Ring afrontó su crisis creativa escribiendo una canción al día, y ‘A Hum of Maybe’ suena precisamente a eso: a un flujo intenso de ideas, algunas más convincentes que otras. Sorprenden, por ejemplo, la irrupción de rayos láser de ‘A Slow Collision’ cuando la pieza parecía construirse como un paisaje emotivo de texturas puntillistas. También sorprende cómo el preciosismo electrónico de la pista titular acaba materializándose en un crescendo mucho más tangible, con baterías casi math-rock. Las texturas instrumentales se diversifican constantemente: aparecen arpas, guitarras eléctricas y acústicas, cajas de música o capas sintéticas que oscilan entre lo reconfortante y el ruido.

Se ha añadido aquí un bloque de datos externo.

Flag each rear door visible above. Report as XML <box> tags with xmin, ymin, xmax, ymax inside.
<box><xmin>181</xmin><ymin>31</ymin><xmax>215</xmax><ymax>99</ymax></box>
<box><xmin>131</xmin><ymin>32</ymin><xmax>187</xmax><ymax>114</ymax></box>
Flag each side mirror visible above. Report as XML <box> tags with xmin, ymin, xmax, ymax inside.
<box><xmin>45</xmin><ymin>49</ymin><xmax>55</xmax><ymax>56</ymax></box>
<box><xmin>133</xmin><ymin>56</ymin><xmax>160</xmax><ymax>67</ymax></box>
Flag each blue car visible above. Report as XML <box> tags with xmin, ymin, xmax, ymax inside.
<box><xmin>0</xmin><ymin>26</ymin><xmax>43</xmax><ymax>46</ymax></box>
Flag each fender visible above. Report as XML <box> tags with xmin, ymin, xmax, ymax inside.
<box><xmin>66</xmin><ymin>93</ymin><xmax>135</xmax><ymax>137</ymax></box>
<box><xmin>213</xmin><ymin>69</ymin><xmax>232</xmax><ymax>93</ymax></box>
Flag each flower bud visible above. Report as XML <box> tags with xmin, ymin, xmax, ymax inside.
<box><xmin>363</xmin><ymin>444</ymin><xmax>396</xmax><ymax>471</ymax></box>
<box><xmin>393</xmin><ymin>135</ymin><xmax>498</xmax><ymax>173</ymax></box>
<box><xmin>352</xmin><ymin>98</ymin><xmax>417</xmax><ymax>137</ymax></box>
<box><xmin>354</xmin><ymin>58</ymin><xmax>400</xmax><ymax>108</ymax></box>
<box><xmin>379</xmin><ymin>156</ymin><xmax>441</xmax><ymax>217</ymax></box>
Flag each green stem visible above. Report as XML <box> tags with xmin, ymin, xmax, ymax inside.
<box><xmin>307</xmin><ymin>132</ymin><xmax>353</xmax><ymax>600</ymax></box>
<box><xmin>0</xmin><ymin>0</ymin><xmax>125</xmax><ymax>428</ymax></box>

Apparat trabaja con una paleta sonora amplia que abarca electrónica abstracta, tecno, rock y neoclásica (sobre todo piano y cuerdas). Las canciones de ‘A Hum of Maybe’ utilizan estos códigos para construir crescendos como el de ‘Glimmerine’, que casi podría pasar por una canción de Radiohead; melodías preciosas como la de ‘An Echo Skips a Name’, de aires EDM; o piezas preciosas como ‘Williamsburg’ que combinan electrónica glitch con un trato del piano delicadísimo.
El paisaje sonoro tampoco recurre al cliché cuando apunta a la explosión emocional y, con la ayuda de su colaborador, el también alemán Philipp Johann Thimm, Ring rompe ritmos y estructuras al igual que expectativas. Se echa en falta, eso sí, a ratos un punto de vista más particular que lo aleje de la sombra de otros artistas: el enfoque abstracto es personal, pero ese puntillismo recuerda a Koreless, hay ecos de Atoms for Peace y de Thom Yorke en solitario en melodías y baterías, y algunas ambientaciones neoclásicas remiten a una banda sonora algo más genérica.
Eso sí, Apparat sigue siendo un vocalista estupendo, capaz de transmitir la melancolía de las letras con una emoción muy palpable, ya hable de recuerdos, del pasado o de paisajes vistos a través de una ventana. Esta es electrónica emocional, pero también una que se fragmenta como un recuerdo que no acabas de atrapar: ‘Lunes’, por ejemplo, empieza con un falsete a lo Bon Iver y termina con breaks de batería similares a los que ya aparecían en la inicial ‘Glimmerine’.
Las canciones respiran y se dan espacio para explorarse a sí mismas. A veces, sin embargo, esa abstracción no se traduce en composiciones especialmente memorables, como ocurre con ‘Tilth’, pese a la colaboración de la armenia-americana Karyyn. Pero ‘A Hum of Maybe’ sí denota inspiración. Si Apparat no sabía adónde ir, ha tirado por todos lados y le ha salido bien. El álbum funciona bien como una especie de banda sonora para la imaginación. Incluso composiciones menores como ‘Enough for Me’ resultan fundamentales para la cohesión del disco: situada entre dos piezas intensas, aporta un respiro necesario, pero también texturas diferentes, abriendo un pequeño mundo musical propio para quien esté dispuesto a escuchar con la mente abierta.